View Single Post
  #3 (permalink)   Report Post  
Posted to alt.food.wine
cwdjrxyz cwdjrxyz is offline
external usenet poster
 
Posts: 912
Default Eurocave froze bottles

On Sep 27, 2:13*pm, wrote:
> Youch!!! *Went into my eurocave last night for the first time in some
> weeks (no time for drinking lately) and the bottles on the back of
> bottom shelf frozen!!!!
> in cave...with instant read was 17F !!!!
>
> Two bottles with popped corks...others iced over.
>
> Defrosted slowly.


I doubt if much damage has been done to the wine, provided the corks
have not been forced completely out. Since the freezing causes
expansion, considerable pressure likely was built up that caused
partial or complete expulsion of a few corks. Of course any bottles
with completely popped corks should be dealt with at once. It might be
best to leave them frozen, cover the neck with something, and put them
in a freezer until you are ready to thaw and drink them. Very little
air can penetrate the frozen wine. For those in which corks have moved
just a bit, I would try pressing the corks in after the temperature is
back to normal to see if they will move. If they will not move,
likely little or no air will be pulled back into the bottle, but it
would be safest to drink such wines in the fairly near future.

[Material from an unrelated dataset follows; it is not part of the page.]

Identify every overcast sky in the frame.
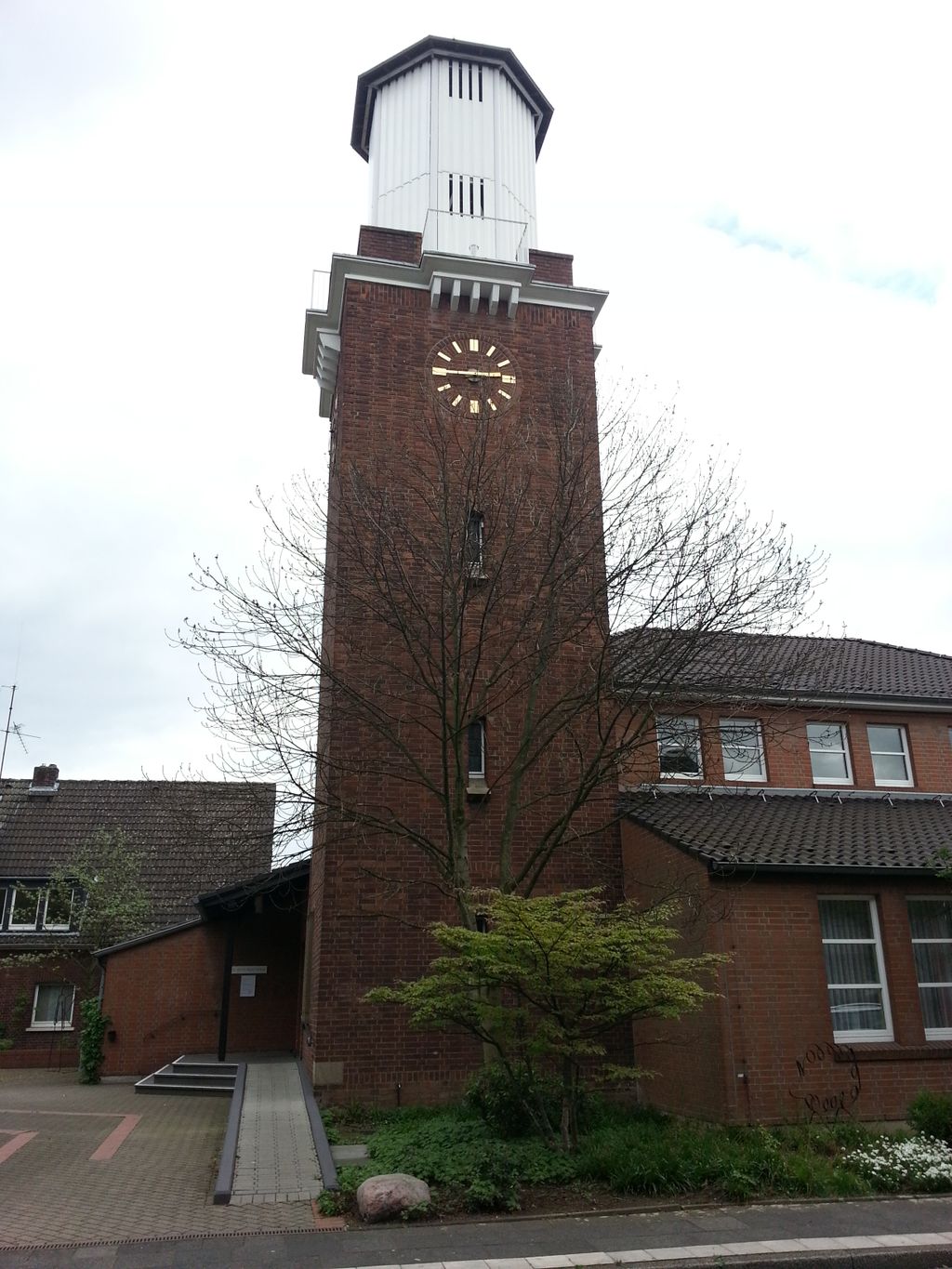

For the bottles for which the corks have not moved, I doubt if any
serious damage has been done. In general, lowering of temperature
slows down chemical reactions. The extreme cold may have caused
sediment to form, mainly tartrates, that is less soluble in cold wine
than in wine at normal temperature. Some of the tartrates may go back
into solution over the long haul. Many wines form tartrates if not
cold stabilized by chilling them to a low temperature briefly, before
separation of the wine and bottling. This likely does nothing useful
other than preventing sediment from forming in wine before it is sold
and causing alarm and rejected sales by some. Some wines are not cold
stabilized, such as many of the best German late harvest wines. You
should see the large amount of tartrate crystals in some of the better
German 1976 late harvest Rieslings. There is even a story, perhaps an
urban myth, that one US wholesaler tried to reject a shipment of fine
German wine because he thought the wine had broken glass in it!.

There are over-under temperature alarms that I suggest anyone with
much valuable wine should have in their cellar or wine storage unit.
As you found out, malfunctions of refrigeration equipment can happen.
Usually the unit quits cooling. Howeve,r in rare cases, the unit cools
all of the time as apparently happened in your case. Sometimes a relay
hangs closed and causes this problem. A malfunction of a thermostat,
especially an electronic one, also could cause this problem.